Automated Data Augmentations for Graph Classification

Authors: Youzhi Luo, Michael Curtis McThrow, Wing Yee Au, Tao Komikado, Kanji Uchino, Koji Maruhashi, Shuiwang Ji

ICLR 2023 | Conference PDF | Archive PDF | Plain Text | LLM Run Details

Reproducibility Variable Result LLM Response
Research Type Experimental Experiments show that Graph Aug outperforms previous graph augmentation methods on various graph classification tasks.
Researcher Affiliation Collaboration 1Texas A&M University, TX, USA 2Fujitsu Research of America, INC., CA, USA 3Fujitsu Research, Fujitsu Limited, Kanagawa, Japan
Pseudocode Yes Algorithm 1: Augmentation Algorithm of Graph Aug
Open Source Code Yes The codes of Graph Aug are available in DIG (Liu et al., 2021) library.

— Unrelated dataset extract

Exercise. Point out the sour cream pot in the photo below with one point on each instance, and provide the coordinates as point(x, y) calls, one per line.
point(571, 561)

Open Datasets Yes We further demonstrate the advantages of our Graph Aug method over previous graph augmentation methods on six widely used datasets from the TUDatasets benchmark (Morris et al., 2020)... We also conduct experiments on the ogbg-molhiv dataset... from the OGB benchmark (Hu et al., 2020). synthesized by running the open sourced data synthesis code1 of Knyazev et al. (2019). (Footnote 1: https://github.com/bknyaz/graph_attention_pool)
Dataset Splits Yes We use the 10-fold cross-validation scheme with train/validation/test splitting ratios of 80%/10%/10% on the datasets from the TU-Datasets benchmark
Hardware Specification No The paper does not provide specific hardware details such as GPU/CPU models, memory specifications, or cloud instance types used for the experiments.

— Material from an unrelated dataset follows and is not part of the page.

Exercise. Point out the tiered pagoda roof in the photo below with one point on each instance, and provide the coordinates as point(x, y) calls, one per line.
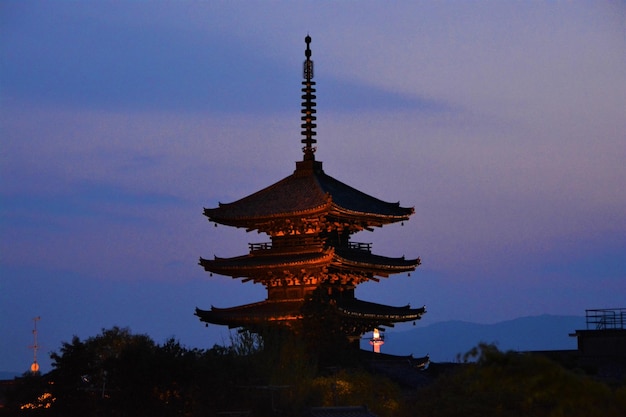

Software Dependencies No The paper mentions software like the 'DIG (Liu et al., 2021) library' and 'Adam optimizer (Kingma & Ba, 2015)' but does not provide specific version numbers for any software dependencies.
Experiment Setup Yes The Adam optimizer (Kingma & Ba, 2015) is used for the training of all models. For both datasets, we use a reward generation model with 5 layers and the hidden size of 256... The batch size is 32 and the learning rate is 0.0001. For the augmentation model, we use a GIN model with 3 layers and the hidden size of 64 for GNN encoder, an MLP model with 2 layers, the hidden size of 64, and ReLU as the non-linear activation function for MLPC, and an MLP model with 2 layers, the hidden size of 128, and ReLU as the non-linear activation function for MLPM, MLPD, and MLPP. The augmentation model is trained for 5 epochs with the batch size of 32 and the learning rate of 0.0001 on both datasets. To stabilize the training of the augmentation model, we manually control the augmentation model to only modify 5% of graph elements at each augmentation step during the training. On the COLORS dataset, we use a classification model where the number of layers is 3, the hidden size is 128, and the readout layer is max pooling. On the TRIANGLES dataset, we use a classification model where the number of layers is 3, the hidden size is 64, and the readout layer is sum pooling. On both datasets, we set the training batch size as 32 and the learning rate as 0.001 when training classification models, and all classification models are trained for 100 epochs.